The federal court complex in lower Manhattan has no phone service or computer network and is just blocks from the ruins of the World Trade Center. But behind locked doors, hearings are being conducted in the case of America's deadliest terror attack.
Just a few courtrooms in the complex are functional. Armed federal agents patrol the grounds, and the heavily fortified buildings are open only to court employees and lawyers. Steel barricades designed to stop trucks going 130kph are set up.
Trials have been suspended. The few hearings that take place include the cases of four men arrested on material-witness warrants in connection with the terrorism investigation.
Investigators believe that the men have links to the suicide hijackers and that they may flee. Holding them allows investigators to secure their testimony before a grand jury.
Court sources, who spoke on condition of anonymity, confirmed that some of the men made appearances before US District Judge Michael Mukasey, the court's chief judge.
Mukasey has been under constant armed protection since 1993, when he began presiding over the case of Sheik Omar Abdel-Rahman, a blind Egyptian cleric, and his followers.
The sheik was tried in 1995 and sentenced to life in prison for conspiring to assassinate Egyptian President Hosni Mubarak and blow up five New York City landmarks, including the UN.
Mukasey made a return to the bench Thursday in a sealed courtroom. It was unclear what the proceedings were about. Earlier in the week, he said that no grand juries had been able to convene in Manhattan since the attack and it was unclear when they could.
He extended deadlines for all court cases by 30 days, saying "extraordinary circumstances exist and that delay is indispensable to the interests of justice."
On Wednesday, two reporters were told to leave Mukasey's courtroom before he presided over one of the hearings.
Allowed to remain were two court-appointed defense attorneys, as well as two prosecutors long involved in a continuing investigation of Osama bin Laden and his al-Qaeda terrorist group.

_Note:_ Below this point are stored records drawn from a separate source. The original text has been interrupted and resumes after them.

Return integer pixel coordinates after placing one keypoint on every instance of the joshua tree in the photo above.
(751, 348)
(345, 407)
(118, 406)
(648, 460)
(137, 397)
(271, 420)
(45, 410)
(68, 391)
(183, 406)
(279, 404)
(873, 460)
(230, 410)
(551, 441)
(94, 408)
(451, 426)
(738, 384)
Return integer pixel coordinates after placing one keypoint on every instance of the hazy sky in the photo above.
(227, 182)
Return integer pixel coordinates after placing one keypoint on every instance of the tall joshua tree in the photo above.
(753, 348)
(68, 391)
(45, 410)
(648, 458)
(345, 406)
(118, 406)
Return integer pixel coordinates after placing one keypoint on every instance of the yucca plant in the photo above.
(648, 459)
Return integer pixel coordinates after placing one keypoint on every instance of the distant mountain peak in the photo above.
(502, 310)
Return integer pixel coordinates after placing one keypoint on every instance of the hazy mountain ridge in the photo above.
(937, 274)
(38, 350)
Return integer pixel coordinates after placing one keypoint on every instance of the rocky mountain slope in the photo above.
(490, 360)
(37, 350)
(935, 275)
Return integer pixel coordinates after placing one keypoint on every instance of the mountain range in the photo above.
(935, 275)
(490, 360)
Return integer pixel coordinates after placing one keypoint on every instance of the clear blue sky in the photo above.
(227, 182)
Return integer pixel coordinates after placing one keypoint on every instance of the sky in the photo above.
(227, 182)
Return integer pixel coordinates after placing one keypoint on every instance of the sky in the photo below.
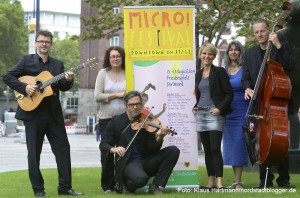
(65, 6)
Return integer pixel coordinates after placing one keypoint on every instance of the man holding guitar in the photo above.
(45, 119)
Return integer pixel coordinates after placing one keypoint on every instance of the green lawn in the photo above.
(16, 184)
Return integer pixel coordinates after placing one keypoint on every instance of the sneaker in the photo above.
(153, 189)
(108, 191)
(125, 191)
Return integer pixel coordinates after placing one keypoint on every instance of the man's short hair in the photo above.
(132, 94)
(45, 33)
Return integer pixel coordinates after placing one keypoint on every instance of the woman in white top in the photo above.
(109, 91)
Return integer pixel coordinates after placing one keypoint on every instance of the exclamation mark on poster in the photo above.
(158, 31)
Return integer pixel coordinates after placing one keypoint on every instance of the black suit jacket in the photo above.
(29, 66)
(252, 64)
(115, 135)
(220, 88)
(253, 60)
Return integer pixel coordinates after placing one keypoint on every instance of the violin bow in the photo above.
(133, 138)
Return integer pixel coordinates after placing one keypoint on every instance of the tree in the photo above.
(13, 34)
(211, 17)
(67, 50)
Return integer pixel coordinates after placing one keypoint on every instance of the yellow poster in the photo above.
(159, 34)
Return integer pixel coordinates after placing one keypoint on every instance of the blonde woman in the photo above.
(214, 95)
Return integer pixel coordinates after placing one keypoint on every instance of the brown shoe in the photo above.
(153, 189)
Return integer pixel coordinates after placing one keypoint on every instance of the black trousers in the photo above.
(160, 165)
(107, 163)
(45, 123)
(211, 141)
(283, 172)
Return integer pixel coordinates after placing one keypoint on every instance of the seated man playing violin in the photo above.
(139, 155)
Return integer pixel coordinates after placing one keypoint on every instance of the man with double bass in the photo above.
(253, 59)
(138, 152)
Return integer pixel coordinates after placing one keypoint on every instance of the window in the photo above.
(72, 103)
(114, 41)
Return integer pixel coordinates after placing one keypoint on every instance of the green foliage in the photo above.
(13, 34)
(211, 18)
(67, 50)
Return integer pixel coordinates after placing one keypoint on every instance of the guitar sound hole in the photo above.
(39, 84)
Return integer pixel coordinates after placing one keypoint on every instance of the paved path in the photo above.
(84, 153)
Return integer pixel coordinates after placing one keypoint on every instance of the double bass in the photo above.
(267, 134)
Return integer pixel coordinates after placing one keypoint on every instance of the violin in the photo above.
(151, 125)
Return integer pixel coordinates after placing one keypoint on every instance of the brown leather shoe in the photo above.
(153, 189)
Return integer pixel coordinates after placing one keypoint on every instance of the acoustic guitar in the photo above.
(43, 82)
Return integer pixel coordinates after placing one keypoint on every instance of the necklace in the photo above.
(233, 69)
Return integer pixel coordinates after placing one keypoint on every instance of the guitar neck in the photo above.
(62, 75)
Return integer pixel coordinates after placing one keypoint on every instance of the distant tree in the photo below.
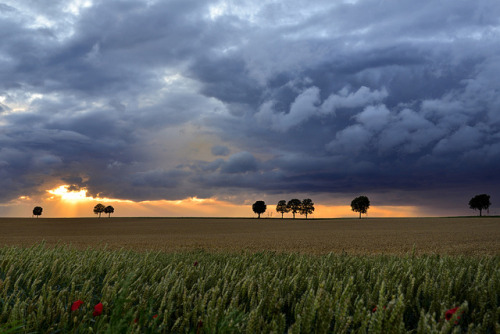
(37, 211)
(98, 209)
(109, 210)
(307, 207)
(259, 207)
(360, 204)
(480, 202)
(294, 206)
(282, 208)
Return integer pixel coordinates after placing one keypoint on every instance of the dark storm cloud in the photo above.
(309, 97)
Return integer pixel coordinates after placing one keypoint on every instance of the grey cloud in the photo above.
(319, 98)
(220, 150)
(242, 162)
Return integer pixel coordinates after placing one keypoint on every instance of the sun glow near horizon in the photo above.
(64, 202)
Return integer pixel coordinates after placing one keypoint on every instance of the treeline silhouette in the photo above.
(305, 207)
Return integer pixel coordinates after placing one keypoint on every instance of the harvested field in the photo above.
(454, 236)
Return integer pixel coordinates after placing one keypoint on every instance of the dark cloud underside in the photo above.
(168, 99)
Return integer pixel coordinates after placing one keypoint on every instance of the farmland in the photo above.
(452, 236)
(247, 276)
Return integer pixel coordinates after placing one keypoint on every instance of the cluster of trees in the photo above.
(306, 207)
(360, 204)
(99, 208)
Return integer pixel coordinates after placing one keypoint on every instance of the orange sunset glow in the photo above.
(62, 202)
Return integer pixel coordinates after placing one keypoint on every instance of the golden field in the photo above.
(453, 236)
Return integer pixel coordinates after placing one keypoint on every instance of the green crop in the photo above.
(199, 292)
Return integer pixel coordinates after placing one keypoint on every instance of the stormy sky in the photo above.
(243, 100)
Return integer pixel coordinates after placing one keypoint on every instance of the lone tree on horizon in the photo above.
(282, 208)
(360, 204)
(307, 207)
(37, 211)
(259, 207)
(109, 210)
(480, 202)
(98, 209)
(294, 206)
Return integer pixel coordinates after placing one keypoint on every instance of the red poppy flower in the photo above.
(76, 305)
(98, 310)
(449, 313)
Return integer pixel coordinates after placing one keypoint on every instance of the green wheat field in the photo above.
(264, 292)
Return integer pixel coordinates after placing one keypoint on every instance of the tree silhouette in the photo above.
(37, 211)
(259, 207)
(282, 208)
(480, 202)
(98, 209)
(294, 206)
(307, 207)
(360, 204)
(109, 210)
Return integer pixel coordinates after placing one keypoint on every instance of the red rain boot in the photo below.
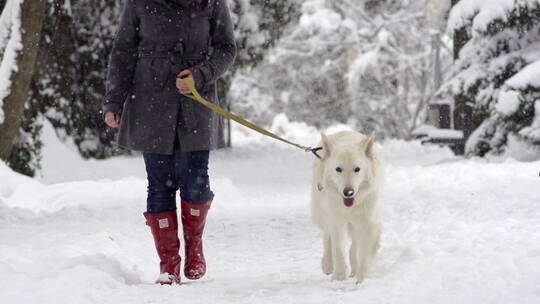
(164, 228)
(193, 220)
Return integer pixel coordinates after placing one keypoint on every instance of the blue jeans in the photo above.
(184, 171)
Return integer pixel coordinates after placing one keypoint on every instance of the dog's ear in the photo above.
(326, 145)
(367, 144)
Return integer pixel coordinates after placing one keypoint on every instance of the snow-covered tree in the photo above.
(72, 63)
(366, 63)
(20, 28)
(498, 70)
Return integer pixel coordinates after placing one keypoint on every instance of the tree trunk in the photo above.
(462, 105)
(32, 15)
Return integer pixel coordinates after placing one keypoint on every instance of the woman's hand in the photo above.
(112, 119)
(181, 85)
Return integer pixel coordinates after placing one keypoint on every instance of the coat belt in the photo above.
(169, 55)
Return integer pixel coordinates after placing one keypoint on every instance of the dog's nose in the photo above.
(348, 192)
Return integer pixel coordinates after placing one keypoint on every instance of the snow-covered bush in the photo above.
(498, 70)
(367, 64)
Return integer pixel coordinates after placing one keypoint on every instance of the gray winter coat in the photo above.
(156, 40)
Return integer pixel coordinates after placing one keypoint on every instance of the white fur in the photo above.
(348, 150)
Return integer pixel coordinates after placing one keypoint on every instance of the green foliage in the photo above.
(485, 67)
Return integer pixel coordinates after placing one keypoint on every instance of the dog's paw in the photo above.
(359, 279)
(339, 276)
(327, 266)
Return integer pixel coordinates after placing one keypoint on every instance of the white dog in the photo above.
(346, 185)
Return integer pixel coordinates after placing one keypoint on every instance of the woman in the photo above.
(157, 42)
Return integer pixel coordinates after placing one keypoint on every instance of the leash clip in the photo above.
(314, 151)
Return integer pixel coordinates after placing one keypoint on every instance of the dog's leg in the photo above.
(353, 253)
(339, 237)
(327, 263)
(368, 238)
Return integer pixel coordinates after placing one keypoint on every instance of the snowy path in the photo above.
(455, 231)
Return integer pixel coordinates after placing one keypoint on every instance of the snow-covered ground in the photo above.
(455, 231)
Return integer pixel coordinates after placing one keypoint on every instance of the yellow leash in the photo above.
(195, 95)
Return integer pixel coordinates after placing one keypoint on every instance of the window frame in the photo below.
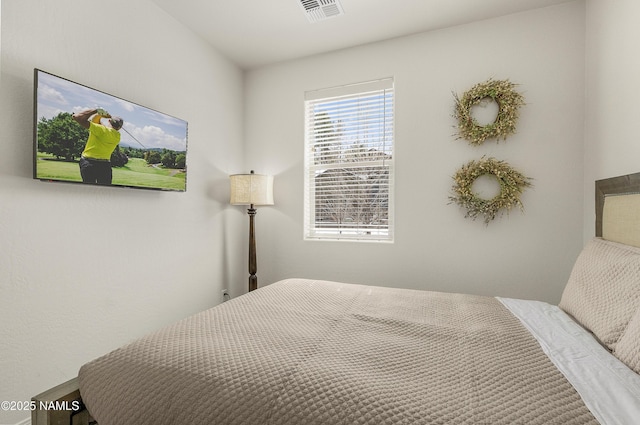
(367, 141)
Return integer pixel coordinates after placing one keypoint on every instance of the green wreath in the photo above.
(508, 100)
(512, 183)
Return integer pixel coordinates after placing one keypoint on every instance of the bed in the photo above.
(315, 352)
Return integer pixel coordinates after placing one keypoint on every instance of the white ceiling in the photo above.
(253, 33)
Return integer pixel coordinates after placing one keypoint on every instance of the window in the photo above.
(349, 162)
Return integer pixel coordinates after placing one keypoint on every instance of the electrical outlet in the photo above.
(224, 295)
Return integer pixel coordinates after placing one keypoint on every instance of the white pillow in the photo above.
(628, 347)
(603, 291)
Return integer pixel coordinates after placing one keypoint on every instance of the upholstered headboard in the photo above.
(618, 209)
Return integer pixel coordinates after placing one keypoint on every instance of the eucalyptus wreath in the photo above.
(508, 100)
(512, 183)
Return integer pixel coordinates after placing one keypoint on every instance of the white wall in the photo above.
(612, 143)
(84, 270)
(526, 256)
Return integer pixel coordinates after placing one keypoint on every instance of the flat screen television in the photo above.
(151, 152)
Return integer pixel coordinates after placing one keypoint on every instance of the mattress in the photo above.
(316, 352)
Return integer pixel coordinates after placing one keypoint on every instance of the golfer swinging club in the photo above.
(95, 163)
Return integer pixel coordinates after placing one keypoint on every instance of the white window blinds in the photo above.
(349, 138)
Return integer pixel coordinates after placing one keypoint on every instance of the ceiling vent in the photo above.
(319, 10)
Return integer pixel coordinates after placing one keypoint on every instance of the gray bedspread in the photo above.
(304, 352)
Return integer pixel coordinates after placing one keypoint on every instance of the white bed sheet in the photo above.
(607, 386)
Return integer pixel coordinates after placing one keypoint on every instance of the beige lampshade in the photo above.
(247, 189)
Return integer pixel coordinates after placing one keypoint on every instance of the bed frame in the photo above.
(68, 408)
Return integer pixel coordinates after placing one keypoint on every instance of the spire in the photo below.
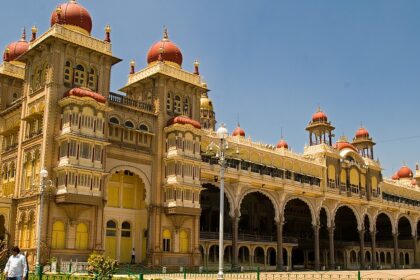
(132, 66)
(108, 33)
(196, 64)
(23, 37)
(165, 33)
(34, 30)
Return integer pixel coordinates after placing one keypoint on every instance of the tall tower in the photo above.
(320, 129)
(63, 130)
(174, 204)
(363, 143)
(207, 115)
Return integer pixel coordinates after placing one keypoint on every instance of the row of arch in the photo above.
(256, 218)
(129, 124)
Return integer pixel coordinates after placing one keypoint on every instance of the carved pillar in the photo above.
(362, 248)
(396, 261)
(316, 246)
(331, 239)
(235, 223)
(280, 245)
(415, 250)
(373, 239)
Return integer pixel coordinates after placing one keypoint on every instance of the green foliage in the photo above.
(101, 267)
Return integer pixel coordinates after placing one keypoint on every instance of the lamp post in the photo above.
(43, 174)
(222, 134)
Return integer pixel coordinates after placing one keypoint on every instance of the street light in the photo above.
(43, 174)
(222, 134)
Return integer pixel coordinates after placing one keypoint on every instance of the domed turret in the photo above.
(364, 143)
(282, 144)
(405, 173)
(16, 49)
(320, 130)
(165, 50)
(238, 131)
(362, 133)
(73, 15)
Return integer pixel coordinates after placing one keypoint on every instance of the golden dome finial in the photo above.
(34, 30)
(132, 66)
(165, 33)
(196, 64)
(23, 37)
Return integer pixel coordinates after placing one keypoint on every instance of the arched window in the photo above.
(143, 127)
(183, 241)
(169, 102)
(166, 240)
(129, 124)
(177, 104)
(110, 240)
(58, 235)
(92, 84)
(125, 229)
(68, 73)
(186, 106)
(82, 239)
(79, 76)
(31, 230)
(111, 228)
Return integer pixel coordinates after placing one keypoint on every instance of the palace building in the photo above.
(135, 168)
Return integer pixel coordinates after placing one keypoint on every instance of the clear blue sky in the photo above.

One of the prosecutors, Kenneth Karas, just completed a case resulting in the conviction of four men in the 1998 bombing of two US embassies in Africa -- an attack allegedly ordered by bin Laden, who is also the prime suspect in last week's attacks.
Andrew Patel, one of the defense lawyers in the closed hearing, declined to comment afterward.
The material witnesses held so far could testify before a federal grand jury that was convened last week in White Plains, New York, to investigate the Sept. 11 attack.